Perhaps the most original of Soviet comedy subgenres is the so-called lyrical comedy, sometimes also referred to as the sad comedy. This subgenre too can be considered a variation on its Western counterpart, the romantic comedy, but as opposed to it, is it less interested in forming a romantic couple as in exploring what is presented to be the everyday life of Soviet people. The lyrical comedy goes back to early Russian cinema but developed most robustly during the Stalin era in the films of Boris Barnet, Konstantin Yudin, Yuliy Raizman, Grigoriy Aleksandrov, and Ivan Pyr’ev, and both then and in the 1960s had been a response to calls for more serious character-centered films about the Soviet contemporary.

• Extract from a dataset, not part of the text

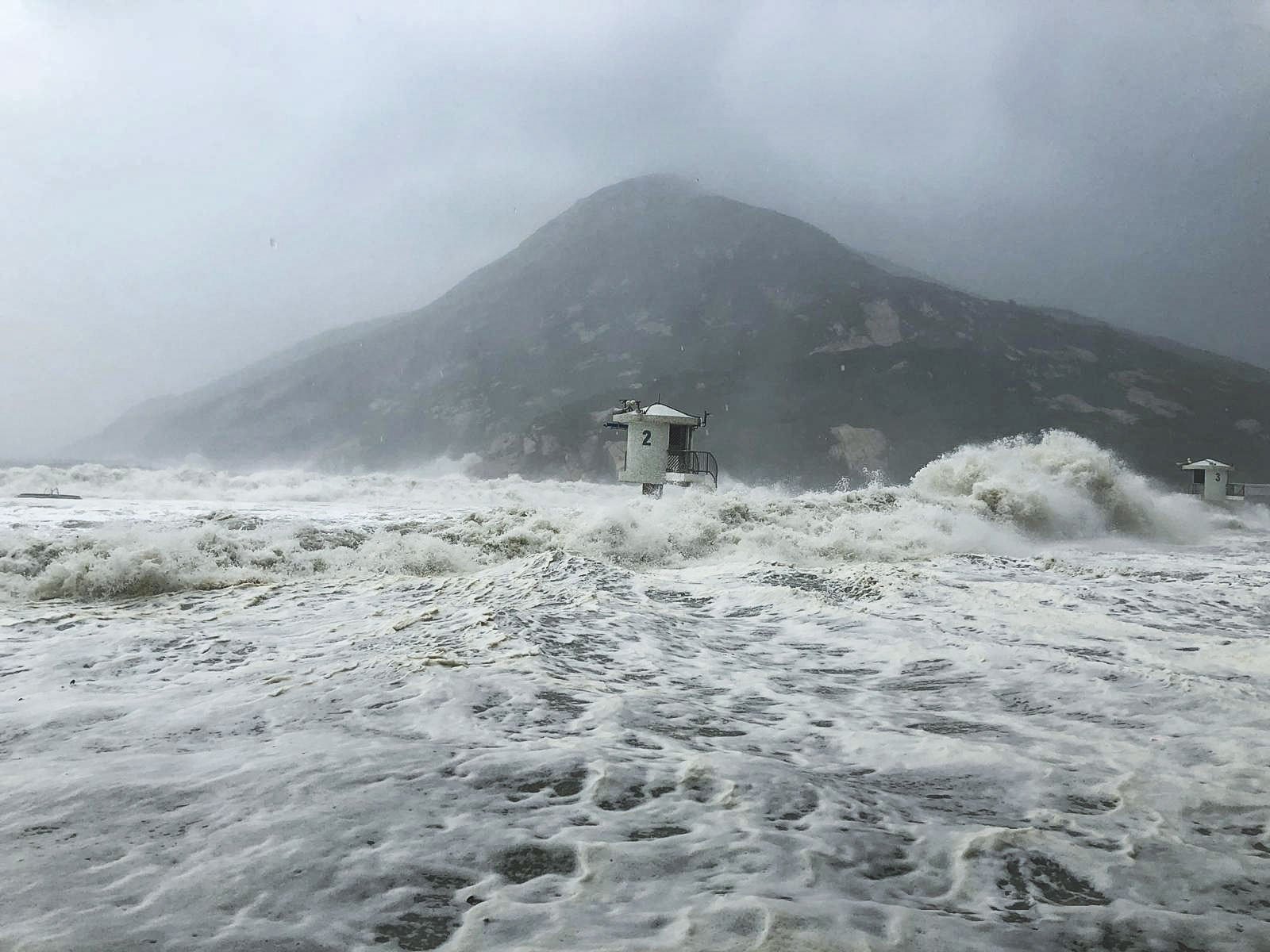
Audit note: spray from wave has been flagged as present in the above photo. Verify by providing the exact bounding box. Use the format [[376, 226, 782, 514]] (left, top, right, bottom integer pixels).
[[0, 432, 1230, 599]]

This genre runs the gamut of themes and forms. The light romantic variants are represented in the Rzhevsky collection by Girl without an Address, The Girls (Devchata, 1961), and The Woman Cook (Striapukha, 1965), all focusing on the lives, work, and love stories of ordinary young women. At the “sadder” end of the spectrum are the male-centered The Children of Don Quixote (Deti Don-Kikhota, 1965), a touching story of fatherhood, and I Walk around Moscow (Ia shagaiu po Moskve, 1963), featuring candid location shooting by Tarkovsky’s cinematographer, Vadim Iusov.
The earliest literary adaption among the Rzhevsky comedies is The Bear (Medved’, 1938, restored in 1971), a delightful chamber vaudeville based on Anton Checkov’s play. Other notable examples include an Aleksandr Ostrovsky adaptation, The Marriage of Balzaminov (Zhenit’ba Balzaminova, 1964), and The Golden Calf (Zolotoi telenok, 1968), based on the eponymous satire by Ilya Ilf and Yevgeny Petrov. The majority of the features were produced at Mosfilm and other studios in the Russian republic. Other Soviet studios represented are Georgia-Film (Melodies above), the Riga Studio (the romantic comedy Three Plus Two [Tri plius dva, 1963]), and Ukraine’s Dovzhenko Studio (the romantic comedy Zozulia with a Diploma (Zozulia s diplomom, 1971).
Although many of the comedies in the Rzhevsky collection require substantial cultural knowledge to be fully appreciated, they nevertheless represent an understudied and complex example of an extraordinarily popular cultural phenomenon and an unconventional national variation on a well-established international film genre.